Looking back today, this direction is consistent with the broader trajectory of CHIVA’s development. Whether through the Global CHIVA Program’s standardization of training, or through the gradual movement of specialist centers toward office-based delivery, the implicit premise is the same — CHIVA must evolve from a refined craft mastered by a few highly skilled operators into a clinical workflow that can be reliably reproduced. OB-CHIVA is one of the earliest methodological signposts of that transition.
Reference
Passariello F, Ermini S, Cappelli M, Delfrate R, Franceschi C. The office based CHIVA. Journal of Vascular Diagnostics. 2013;1:13–20. doi: 10.2147/JVD.S49637
About the Authors
This protocol was led by Dr.

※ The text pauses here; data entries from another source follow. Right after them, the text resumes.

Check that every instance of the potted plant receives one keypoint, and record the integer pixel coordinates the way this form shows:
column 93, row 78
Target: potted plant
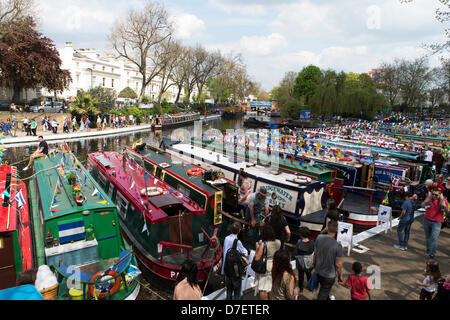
column 72, row 178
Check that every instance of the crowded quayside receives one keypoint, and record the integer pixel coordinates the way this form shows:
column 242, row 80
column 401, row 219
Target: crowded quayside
column 150, row 213
column 214, row 158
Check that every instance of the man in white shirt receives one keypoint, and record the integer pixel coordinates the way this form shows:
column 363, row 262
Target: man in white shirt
column 233, row 284
column 428, row 155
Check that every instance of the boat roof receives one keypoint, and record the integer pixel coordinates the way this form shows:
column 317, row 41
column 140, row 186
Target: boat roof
column 48, row 176
column 178, row 167
column 131, row 177
column 8, row 214
column 257, row 170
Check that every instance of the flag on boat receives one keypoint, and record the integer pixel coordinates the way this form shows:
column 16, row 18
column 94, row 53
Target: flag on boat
column 71, row 231
column 5, row 194
column 20, row 200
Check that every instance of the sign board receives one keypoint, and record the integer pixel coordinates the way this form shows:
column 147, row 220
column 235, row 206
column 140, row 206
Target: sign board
column 385, row 216
column 305, row 115
column 345, row 235
column 261, row 104
column 285, row 198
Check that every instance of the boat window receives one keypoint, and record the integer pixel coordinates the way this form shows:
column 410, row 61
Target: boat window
column 110, row 190
column 102, row 181
column 122, row 204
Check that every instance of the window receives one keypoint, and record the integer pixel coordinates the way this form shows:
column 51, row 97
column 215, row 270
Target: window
column 102, row 181
column 122, row 204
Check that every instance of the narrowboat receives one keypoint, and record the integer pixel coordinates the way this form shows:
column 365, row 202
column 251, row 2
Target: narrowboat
column 301, row 197
column 16, row 252
column 177, row 120
column 76, row 232
column 216, row 194
column 233, row 112
column 164, row 226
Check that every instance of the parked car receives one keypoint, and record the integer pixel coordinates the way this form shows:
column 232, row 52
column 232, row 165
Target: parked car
column 51, row 106
column 4, row 106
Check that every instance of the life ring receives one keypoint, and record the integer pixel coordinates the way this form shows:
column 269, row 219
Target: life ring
column 329, row 189
column 195, row 172
column 302, row 179
column 113, row 290
column 151, row 191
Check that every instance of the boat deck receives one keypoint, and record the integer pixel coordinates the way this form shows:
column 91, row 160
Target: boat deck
column 195, row 254
column 131, row 176
column 251, row 168
column 178, row 167
column 358, row 203
column 60, row 202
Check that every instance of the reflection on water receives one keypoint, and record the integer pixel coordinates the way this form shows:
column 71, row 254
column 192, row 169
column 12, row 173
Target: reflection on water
column 19, row 156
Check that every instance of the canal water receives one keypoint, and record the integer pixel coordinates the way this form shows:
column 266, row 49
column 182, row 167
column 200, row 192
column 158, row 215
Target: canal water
column 19, row 157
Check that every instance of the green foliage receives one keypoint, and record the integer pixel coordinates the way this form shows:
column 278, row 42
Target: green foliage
column 306, row 83
column 106, row 98
column 291, row 109
column 127, row 93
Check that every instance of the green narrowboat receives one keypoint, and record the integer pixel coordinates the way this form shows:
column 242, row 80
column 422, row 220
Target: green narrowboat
column 76, row 232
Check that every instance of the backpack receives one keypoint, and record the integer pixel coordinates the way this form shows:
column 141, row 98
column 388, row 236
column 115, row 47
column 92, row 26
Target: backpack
column 234, row 266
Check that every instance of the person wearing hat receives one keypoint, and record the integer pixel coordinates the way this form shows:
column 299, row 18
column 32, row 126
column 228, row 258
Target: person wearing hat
column 258, row 208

Fausto Passariello of Centro Diagnostico Aquarius in Naples, Italy, in collaboration with Claude Franceschi — the founder of CHIVA, based in Paris — and members of the Italian CHIVA school, including Stefano Ermini (Florence), Massimo Cappelli (Florence), and Roberto Delfrate (Cremona). The combination of authors itself carries methodological weight: the paper draws on both the original theoretical lineage of CHIVA and the cross-center clinical experience of Italian specialist centers. In 2009, Passariello and Nick Morrison performed the first OB-CHIVA interventions; this 2013 protocol marked the formal conceptualization of that experience and its move toward cross-center standardization.
Note: This article is based on publicly available literature and is intended for professional information exchange and content research only. It does not constitute specific medical advice.